A serving officer in the 84th Line, Loÿ's history owed much to a manuscript history written by L. Dubois of the 9th Light in 1839; this author being responsible for collating the dossiers in the archives at the Service Historiques de la Défense (SHD) in the Chateau de Vincennes.

It also used a contemporary historical summary drawn up by the Ninth's commander, Mathieu Labassée in 1802.

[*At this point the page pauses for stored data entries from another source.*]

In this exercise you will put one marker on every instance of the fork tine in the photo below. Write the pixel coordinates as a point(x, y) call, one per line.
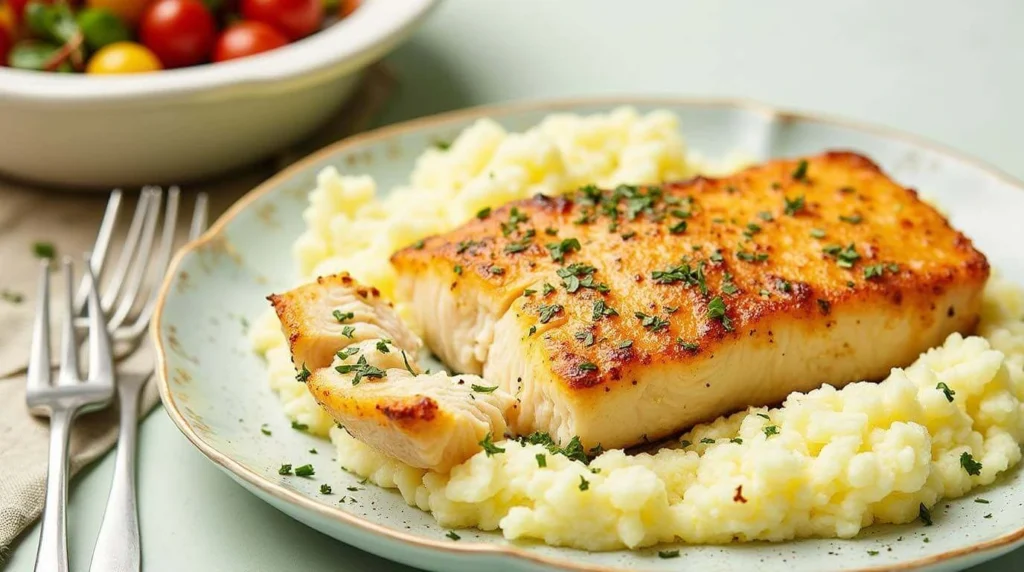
point(39, 362)
point(100, 354)
point(124, 260)
point(69, 344)
point(141, 258)
point(199, 216)
point(164, 258)
point(100, 247)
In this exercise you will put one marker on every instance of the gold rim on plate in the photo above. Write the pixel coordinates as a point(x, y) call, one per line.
point(512, 551)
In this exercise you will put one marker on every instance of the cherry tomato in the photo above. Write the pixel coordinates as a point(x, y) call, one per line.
point(123, 57)
point(179, 32)
point(247, 38)
point(128, 10)
point(346, 7)
point(4, 45)
point(294, 18)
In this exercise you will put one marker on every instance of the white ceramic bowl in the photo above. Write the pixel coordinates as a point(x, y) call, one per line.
point(178, 125)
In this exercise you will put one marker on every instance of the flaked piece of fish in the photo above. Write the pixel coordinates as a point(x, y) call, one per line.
point(365, 376)
point(626, 315)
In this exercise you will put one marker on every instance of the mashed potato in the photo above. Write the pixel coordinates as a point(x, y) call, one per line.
point(824, 464)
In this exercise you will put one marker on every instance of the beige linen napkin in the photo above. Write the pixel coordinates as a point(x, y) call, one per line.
point(70, 223)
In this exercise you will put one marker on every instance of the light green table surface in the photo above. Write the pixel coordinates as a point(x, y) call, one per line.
point(950, 71)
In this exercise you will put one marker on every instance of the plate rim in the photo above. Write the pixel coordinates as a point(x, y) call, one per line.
point(478, 112)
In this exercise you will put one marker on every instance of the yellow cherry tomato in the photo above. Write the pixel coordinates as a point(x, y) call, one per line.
point(123, 57)
point(128, 10)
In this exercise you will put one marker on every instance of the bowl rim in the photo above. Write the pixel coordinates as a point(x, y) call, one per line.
point(342, 47)
point(509, 551)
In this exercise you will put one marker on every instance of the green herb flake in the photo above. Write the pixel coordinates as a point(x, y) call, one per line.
point(794, 206)
point(946, 391)
point(44, 250)
point(489, 447)
point(970, 465)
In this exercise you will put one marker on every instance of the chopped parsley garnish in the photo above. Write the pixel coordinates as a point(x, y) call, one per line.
point(748, 256)
point(489, 447)
point(794, 206)
point(404, 358)
point(970, 465)
point(845, 258)
point(924, 515)
point(678, 228)
point(601, 310)
point(559, 250)
point(716, 310)
point(465, 246)
point(347, 352)
point(800, 172)
point(515, 217)
point(44, 250)
point(688, 346)
point(946, 391)
point(549, 311)
point(361, 369)
point(652, 323)
point(586, 337)
point(342, 316)
point(682, 273)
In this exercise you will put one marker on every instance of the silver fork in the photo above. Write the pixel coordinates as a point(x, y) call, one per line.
point(64, 400)
point(118, 544)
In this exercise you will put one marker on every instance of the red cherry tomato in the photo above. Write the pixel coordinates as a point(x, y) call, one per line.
point(294, 18)
point(4, 45)
point(179, 32)
point(247, 38)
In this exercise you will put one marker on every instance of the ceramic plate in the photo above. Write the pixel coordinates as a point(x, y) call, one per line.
point(215, 388)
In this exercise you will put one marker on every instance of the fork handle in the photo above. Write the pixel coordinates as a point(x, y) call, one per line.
point(118, 545)
point(51, 556)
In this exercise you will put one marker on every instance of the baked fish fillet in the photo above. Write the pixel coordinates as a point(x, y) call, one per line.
point(357, 359)
point(626, 315)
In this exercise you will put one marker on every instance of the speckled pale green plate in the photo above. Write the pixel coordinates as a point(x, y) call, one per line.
point(215, 388)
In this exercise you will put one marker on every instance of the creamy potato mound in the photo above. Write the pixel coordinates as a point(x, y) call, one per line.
point(826, 463)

A modern history of the regiment was published by Oxford's Osprey Publishing in 2012. By author T.E. Crowdy, this history incorporates a number of pieces of oral history which were not available to Loÿ a century or more before.

==Re-enactment group==
In 1976 a re-enactment group was set up to depict the 9th Light Infantry. With a wide membership base, this group has been notable for its high standard of uniform and drill interpretation. Formerly based at Chatham's Fort Amherst, the group's membership expanded across Europe. The group has been present at numerous events and celebrations making the bicentennial of the French Revolution and Napoleonic Wars.